- Kampung Sijangkang
- Interactive map of Sijangkang
- Coordinates: 2°56′36″N 101°27′24″E﻿ / ﻿2.94333°N 101.45667°E
- Country: Malaysia
- State: Selangor
- District: Kuala Langat
- Time zone: UTC+8 (MST)
- • Summer (DST): Not observed
- Postcode: 42500

= Sijangkang =

Human settlement in Malaysia

Sijangkang in Kuala Langat District

Sijangkang or the full name Kampung Sijangkang, is a place in Kuala Langat District, Selangor, Malaysia. The village is under Mukim Telok Panglima Garang (subdistrict) and being administered by Zone 1 and 2 (west and east) of Kuala Langat Municipal Council.

Sijangkang is essentially a Javanese-Malay village and it is believed to have been founded about 1900. The name Sijangkang comes from a plant that is similar to a rubber tree plant. It is a forest tree whose seeds are spread by explosion. Name of the tree is Jangkang. This tree may found in some parts of Indonesia.
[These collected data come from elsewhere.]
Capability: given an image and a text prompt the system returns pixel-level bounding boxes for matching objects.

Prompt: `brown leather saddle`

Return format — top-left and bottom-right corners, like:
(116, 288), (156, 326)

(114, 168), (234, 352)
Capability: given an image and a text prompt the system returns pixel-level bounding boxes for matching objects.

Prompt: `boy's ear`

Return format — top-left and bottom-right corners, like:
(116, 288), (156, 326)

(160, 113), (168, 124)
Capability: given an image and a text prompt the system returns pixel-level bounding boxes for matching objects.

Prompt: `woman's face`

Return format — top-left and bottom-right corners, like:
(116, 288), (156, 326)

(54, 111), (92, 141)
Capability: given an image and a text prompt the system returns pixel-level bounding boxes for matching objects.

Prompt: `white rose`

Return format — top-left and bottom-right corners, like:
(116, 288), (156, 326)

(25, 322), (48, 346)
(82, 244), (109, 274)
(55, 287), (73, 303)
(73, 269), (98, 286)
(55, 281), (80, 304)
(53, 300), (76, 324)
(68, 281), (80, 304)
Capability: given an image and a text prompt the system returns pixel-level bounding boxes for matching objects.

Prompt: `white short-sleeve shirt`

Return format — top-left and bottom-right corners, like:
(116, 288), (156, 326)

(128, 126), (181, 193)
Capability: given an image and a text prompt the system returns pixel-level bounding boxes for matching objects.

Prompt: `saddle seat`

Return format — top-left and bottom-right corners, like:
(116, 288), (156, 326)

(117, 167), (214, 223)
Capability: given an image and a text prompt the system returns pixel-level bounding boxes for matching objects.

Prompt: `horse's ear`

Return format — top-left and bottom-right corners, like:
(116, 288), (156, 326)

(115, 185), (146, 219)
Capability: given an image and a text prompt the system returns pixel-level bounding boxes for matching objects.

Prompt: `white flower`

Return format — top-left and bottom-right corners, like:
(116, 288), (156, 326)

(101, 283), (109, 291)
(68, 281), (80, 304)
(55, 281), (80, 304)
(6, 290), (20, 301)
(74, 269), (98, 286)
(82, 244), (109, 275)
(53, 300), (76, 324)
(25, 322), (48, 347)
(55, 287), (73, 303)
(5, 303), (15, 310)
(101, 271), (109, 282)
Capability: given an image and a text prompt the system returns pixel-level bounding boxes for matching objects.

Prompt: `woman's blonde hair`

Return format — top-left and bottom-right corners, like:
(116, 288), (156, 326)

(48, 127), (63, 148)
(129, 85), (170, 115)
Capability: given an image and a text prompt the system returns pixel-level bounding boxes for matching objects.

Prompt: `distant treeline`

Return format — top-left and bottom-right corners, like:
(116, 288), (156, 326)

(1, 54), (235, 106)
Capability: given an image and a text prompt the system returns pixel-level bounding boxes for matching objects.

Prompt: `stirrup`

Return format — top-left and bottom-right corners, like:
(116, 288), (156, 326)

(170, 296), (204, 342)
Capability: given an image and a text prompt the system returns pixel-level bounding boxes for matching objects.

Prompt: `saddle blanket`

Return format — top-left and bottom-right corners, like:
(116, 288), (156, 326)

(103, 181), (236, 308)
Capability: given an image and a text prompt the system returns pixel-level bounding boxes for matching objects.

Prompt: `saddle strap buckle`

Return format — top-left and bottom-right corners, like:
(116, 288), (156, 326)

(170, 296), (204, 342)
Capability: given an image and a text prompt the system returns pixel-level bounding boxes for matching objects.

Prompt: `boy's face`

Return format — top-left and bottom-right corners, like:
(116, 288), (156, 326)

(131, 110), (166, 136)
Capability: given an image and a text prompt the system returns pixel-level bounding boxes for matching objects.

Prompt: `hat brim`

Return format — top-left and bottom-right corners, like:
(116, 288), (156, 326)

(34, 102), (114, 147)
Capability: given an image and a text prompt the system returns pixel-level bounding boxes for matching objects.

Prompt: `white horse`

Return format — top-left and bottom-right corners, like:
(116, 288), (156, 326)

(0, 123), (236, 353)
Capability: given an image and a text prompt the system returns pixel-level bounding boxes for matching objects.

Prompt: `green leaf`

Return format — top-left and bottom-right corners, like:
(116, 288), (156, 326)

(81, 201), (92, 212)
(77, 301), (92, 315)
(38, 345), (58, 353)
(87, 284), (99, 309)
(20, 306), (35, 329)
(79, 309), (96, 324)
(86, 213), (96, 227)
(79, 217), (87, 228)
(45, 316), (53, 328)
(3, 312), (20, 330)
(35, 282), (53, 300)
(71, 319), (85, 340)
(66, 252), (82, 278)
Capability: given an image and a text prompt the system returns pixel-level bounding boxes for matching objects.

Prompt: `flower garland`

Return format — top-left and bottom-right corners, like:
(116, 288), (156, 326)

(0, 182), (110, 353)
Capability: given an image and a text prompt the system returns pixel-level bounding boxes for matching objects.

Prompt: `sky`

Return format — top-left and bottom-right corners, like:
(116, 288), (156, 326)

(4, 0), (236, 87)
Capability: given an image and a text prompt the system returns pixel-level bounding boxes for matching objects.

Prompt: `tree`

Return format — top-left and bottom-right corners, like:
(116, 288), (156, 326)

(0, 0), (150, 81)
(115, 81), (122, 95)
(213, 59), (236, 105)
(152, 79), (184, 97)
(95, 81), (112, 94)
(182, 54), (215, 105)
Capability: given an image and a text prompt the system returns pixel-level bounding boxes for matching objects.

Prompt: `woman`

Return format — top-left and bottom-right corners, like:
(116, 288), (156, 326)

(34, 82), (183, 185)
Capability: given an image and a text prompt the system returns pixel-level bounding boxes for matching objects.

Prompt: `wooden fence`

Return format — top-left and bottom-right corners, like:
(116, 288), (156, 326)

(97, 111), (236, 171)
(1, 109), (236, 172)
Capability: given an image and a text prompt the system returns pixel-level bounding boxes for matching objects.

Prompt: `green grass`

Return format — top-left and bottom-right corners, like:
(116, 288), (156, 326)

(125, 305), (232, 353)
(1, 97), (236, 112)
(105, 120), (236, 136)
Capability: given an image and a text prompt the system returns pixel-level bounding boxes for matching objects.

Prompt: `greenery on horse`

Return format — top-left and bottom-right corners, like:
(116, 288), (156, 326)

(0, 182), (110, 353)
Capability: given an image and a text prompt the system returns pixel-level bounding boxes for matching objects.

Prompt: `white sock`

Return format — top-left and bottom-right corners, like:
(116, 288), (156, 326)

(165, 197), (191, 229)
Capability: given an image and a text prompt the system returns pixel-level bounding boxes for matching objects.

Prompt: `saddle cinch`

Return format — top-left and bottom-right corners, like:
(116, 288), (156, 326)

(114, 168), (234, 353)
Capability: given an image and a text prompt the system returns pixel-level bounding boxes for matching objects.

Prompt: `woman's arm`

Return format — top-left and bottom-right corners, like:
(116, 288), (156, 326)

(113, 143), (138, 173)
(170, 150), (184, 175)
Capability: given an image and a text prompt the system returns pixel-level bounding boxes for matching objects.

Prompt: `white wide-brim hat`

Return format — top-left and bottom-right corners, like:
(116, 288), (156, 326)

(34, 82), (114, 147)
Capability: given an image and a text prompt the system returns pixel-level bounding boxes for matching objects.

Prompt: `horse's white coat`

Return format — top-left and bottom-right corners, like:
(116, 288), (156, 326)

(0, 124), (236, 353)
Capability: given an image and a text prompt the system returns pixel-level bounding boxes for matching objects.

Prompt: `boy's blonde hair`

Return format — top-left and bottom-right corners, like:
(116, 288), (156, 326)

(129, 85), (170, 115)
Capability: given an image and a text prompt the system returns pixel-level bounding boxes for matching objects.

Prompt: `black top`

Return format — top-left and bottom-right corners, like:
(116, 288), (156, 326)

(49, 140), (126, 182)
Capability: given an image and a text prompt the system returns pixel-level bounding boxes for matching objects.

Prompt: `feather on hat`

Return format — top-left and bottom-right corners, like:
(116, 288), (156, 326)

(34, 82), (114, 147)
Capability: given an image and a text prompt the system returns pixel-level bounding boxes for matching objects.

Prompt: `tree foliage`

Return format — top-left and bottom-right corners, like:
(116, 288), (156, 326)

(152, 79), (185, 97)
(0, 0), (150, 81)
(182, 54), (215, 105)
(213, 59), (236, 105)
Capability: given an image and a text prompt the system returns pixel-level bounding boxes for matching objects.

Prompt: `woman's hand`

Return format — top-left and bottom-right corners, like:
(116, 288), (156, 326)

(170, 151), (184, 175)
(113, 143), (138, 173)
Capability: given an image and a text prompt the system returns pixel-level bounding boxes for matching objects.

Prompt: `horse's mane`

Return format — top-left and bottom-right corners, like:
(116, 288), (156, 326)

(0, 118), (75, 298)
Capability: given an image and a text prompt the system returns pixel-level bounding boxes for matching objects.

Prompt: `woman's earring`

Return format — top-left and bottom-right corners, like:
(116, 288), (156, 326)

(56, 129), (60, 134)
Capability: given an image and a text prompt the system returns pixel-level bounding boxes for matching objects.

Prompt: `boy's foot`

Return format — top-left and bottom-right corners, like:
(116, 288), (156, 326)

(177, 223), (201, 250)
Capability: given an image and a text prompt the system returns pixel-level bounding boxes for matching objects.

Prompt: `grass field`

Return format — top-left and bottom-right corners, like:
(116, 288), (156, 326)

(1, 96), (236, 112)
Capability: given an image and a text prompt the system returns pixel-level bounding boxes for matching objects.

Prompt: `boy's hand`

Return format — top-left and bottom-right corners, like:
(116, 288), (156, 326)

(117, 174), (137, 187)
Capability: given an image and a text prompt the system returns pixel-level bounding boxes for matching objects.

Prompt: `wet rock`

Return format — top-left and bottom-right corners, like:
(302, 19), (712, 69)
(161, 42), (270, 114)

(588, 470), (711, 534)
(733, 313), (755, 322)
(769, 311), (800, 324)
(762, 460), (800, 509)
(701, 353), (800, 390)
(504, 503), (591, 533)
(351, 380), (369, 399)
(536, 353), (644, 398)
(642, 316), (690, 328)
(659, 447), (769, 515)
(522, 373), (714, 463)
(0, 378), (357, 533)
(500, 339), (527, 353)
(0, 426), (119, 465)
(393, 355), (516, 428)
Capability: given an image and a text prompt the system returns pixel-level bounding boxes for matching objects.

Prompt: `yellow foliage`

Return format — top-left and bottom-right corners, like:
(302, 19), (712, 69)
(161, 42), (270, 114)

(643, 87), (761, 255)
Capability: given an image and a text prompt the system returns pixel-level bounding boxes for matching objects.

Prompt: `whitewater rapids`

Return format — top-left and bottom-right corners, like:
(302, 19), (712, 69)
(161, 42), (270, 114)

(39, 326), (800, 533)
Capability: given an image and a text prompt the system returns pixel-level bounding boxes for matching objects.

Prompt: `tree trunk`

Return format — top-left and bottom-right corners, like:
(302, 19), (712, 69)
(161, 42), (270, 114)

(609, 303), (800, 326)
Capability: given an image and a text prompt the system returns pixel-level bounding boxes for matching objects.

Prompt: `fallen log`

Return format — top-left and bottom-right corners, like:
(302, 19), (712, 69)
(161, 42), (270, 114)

Still related to the first opinion. In the Malay language, the word "Si" can function as a definite article, particularly for people or even objects as a diminutive suffix, positively or negatively, depending on the context. For example, si Bunga Kasturi in classical Malay, or just si Ahmad, si Kiah, si Comel, si Tanggang, si Kecil, si Durhaka, si Tertuduh, si Kancil etc.
The Jangkang trees die in a tributary river that was later given the name of Sungai Jangkang or Jangkang River. In Chinese, death is referred to as 'SI'. Thus some people say that the dead Jangkang trees could have also probably given rise to the name Si Jangkang which eventually turned into Sijangkang - coincidentally or otherwise.